Years ago I worked with a young man in South Sudan to do an ethnobotany survey. Definition: Ethnobotany is the study of a region’s plants and their practical uses through the traditional knowledge of a local culture and people (Wikipedia). Because the people of S. Sudan had been involved in decades long civil war there was lots of traditional medicine information that could be lost as the elders were among the 4 million that had been scattered to refugee camps or had been part of the 2 million who had died. The goal of this survey was to search out elders and survey them as to the traditional uses of native plants. His report revealed much information and is a template for more study.
Another issue with modern medicines is the availability of life saving drugs. The present pandemic points out a crisis in supply that puts us all at risk. What we have taken for granted has been yanked out from under us. Picture this: developing countries such as Haiti have minimal drugs and protective devices and when there are shortages in the world market take a guess who gets it first: developed countries.
Haiti has been using traditional medicine since their revolution from France. The Haiti Ministry of Health has recently sent out recommendations for dealing with the coronavirus using aloe, cassava, honey and other native treatments.
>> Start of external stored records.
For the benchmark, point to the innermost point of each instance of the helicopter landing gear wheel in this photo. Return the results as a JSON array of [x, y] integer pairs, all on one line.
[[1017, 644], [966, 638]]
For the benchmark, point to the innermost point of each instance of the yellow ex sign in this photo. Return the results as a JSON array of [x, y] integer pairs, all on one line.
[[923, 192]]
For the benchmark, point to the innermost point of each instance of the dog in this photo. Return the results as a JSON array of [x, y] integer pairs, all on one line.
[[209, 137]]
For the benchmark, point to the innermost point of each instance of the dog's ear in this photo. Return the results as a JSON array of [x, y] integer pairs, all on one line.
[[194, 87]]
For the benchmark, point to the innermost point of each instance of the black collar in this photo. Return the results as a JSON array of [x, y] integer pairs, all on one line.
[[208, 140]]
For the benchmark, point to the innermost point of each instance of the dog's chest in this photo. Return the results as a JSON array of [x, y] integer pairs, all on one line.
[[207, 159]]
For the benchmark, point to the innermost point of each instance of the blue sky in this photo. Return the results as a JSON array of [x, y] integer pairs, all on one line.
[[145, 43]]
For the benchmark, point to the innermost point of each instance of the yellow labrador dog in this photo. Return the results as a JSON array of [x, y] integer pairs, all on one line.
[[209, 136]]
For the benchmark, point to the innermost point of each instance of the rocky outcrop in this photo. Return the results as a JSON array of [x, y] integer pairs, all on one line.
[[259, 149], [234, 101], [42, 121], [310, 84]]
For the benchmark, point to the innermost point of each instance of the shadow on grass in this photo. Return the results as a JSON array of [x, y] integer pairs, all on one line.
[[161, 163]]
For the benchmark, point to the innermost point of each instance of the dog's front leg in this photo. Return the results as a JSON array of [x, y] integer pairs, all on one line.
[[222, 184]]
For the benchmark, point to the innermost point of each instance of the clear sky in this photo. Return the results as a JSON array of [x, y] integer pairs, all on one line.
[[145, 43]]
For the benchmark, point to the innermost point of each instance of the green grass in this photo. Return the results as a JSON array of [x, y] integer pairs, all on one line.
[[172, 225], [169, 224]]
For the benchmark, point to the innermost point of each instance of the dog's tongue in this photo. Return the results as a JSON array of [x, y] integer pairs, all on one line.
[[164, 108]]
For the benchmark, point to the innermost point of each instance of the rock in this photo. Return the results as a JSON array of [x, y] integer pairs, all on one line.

Trees and plants grown be PHF that have potential as antifungal, antibiotics, and antivirus include
- Papaya. The leaves and roots have been reported to control both gram positive and gram negative bacteria (including E. coli). Anti-HIV effects have also been reported.
- Moringa. Moringa extracts in the lab controlled gram positive bacteria and the virus hoof and mouth disease
- Velvet Bean contains L-dopamine used to treat Parkinson’s disease.
- Soursop has anti inflammatory and antimicrobial properties and as an anti-infection treatment of root canals and greatly reduce pancreatic cancer.
- Breadfruit– anti inflammatory.
Most of the results have been achieved in the lab but hold much promise to treating without expensive and unavailable medicines.